Mary Gray, PhD student, Clinical Genetics Research Group
As part of my PhD from time to time I have the opportunity to screen small cohorts of patients for medium to small scale genetic changes (called copy number variations), in the hopes of finding something new that may explain the patient’s disease and tell us something about what the involved gene or genes do. I have just finished screening a group of patients for new copy number variations and haven’t managed to find anything novel this time, but I thought I’d delve into the world of the copy number variation or CNV and why it’s interesting (and kinda weird).

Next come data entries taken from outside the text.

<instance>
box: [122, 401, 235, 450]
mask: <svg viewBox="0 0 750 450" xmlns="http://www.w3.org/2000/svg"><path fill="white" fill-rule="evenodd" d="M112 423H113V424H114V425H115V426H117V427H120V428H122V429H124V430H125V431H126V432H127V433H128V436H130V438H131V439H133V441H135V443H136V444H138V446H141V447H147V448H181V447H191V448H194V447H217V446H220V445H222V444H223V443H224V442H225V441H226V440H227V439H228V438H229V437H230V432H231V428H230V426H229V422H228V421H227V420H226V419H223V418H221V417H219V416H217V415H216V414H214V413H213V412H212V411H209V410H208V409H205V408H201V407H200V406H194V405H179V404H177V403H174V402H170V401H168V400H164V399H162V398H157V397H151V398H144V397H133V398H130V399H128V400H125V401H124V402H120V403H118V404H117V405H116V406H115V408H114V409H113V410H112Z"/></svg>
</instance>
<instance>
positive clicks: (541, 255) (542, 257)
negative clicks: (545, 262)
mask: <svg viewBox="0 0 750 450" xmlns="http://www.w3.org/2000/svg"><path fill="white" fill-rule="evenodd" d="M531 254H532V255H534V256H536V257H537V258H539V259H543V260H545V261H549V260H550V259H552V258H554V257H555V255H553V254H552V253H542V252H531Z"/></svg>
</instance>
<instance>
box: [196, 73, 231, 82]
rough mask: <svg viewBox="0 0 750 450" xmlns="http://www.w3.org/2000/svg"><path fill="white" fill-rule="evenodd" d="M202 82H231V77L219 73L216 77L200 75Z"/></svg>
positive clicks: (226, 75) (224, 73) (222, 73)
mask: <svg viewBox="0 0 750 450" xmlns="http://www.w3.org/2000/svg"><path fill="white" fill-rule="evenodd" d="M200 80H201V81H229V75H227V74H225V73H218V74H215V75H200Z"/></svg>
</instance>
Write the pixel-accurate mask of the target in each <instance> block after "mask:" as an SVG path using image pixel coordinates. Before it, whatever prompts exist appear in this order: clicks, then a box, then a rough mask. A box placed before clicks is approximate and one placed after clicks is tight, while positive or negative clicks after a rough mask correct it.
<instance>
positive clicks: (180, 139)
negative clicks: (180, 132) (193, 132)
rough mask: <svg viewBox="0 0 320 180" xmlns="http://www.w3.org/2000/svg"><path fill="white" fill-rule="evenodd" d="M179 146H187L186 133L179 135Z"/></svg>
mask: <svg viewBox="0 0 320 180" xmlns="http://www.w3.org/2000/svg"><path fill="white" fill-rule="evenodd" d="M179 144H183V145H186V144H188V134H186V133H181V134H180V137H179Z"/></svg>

Not too long ago it was thought that most of the variation between people genetically was due to very small scale changes to DNA where a single DNA letter (base) is different between people — called a single nucleotide polymorphism or SNP. Any changes much larger than this, such as a 1000 base deletion or even duplications of whole genes were considered rare and lead to Mendelian (heritable from parent to offspring) disease. One such example of this is Charcot-Marie-Tooth disease, a neurological condition that can be caused by a deletion on chromosome 17. Research into the causes of multifactorial diseases such as schizophrenia and heart disease thus focused on SNPs, but found that SNPs alone could not explain all the genetic basis of these diseases — there was in fact some ‘missing heritability’. In 2006 came the first genome wide survey of copy number variation in 270 healthy people. Surprisingly the results from this study showed that about 12% of a healthy human genome contains CNVs — deletions and duplications of genes, genetic regulators and regions of unknown function. CNVs are the largest contributor to genetic variation between people. It seems that for some genes we can have three copies or only one copy and be perfectly normal. But surely these increases and decreases in genes (and subsequently their products that build our bodies) have some affect? Just a year later (2007) Stranger and colleges published in the journal Science an experiment that showed CNVs do have a biological affect on cells. In fact 20% of the variation in gene expression (the level to which a gene is copied to messenger RNA to make proteins or other building blocks) between people could be accounted for by the differences in CNVs between people.
More and more individuals have had their whole genome screened for copy number variation using array technology in the search for causes of common diseases like asthma — in fact this number is now in the thousands. We now know that CNVs at certain genetic locations can contribute to your susceptibility to asthma, schizophrenia or even epilepsy. How these variations cause an increased risk or act to protect an individual is largely unknown. We certainly have a lot of data, but it takes a lot of time and hard science to prove that deletion/duplication of gene X increases a person’s risk of Y because of a decrease/increase in gene expression leading to Z biological outcome. It’s complicated to prove things when dealing in risks and protection factors and not absolutes.
The data on CNVs is out there though for anyone to look at and study. Take a look at the Database of Genomic Variants (DGV) and see just how wide spread and normal these CNVs are (currently over 89,000 CNVs in the database!). There is now a new companion database called dbVar that will eventually have everything DGV has but you can study the data in a different manner — also you can see the CNVs found so far in chimpanzee, rhesus macaque, mouse, dog, pig and fruit fly. I use these databases and compare my patients that have rare Mendelian diseases in the hopes of finding something in my patients that aren’t in the databases — something that isn’t normal. And from time to time I get lucky, but mostly I just see how amazing it is that a person may be missing 10 genes that seem like they do something important — but then at least 20 other people are missing the same genes and are perfectly fine. With so many genes with overlapping functions it becomes a situation where few genes have no back up plan should there be not enough or too much expression. And those few genes are the ones I’m chasing — so wish me luck! But without further ado I had better stop writing this and finish hammering 22 gigabytes worth of .txt files into something I can do science with.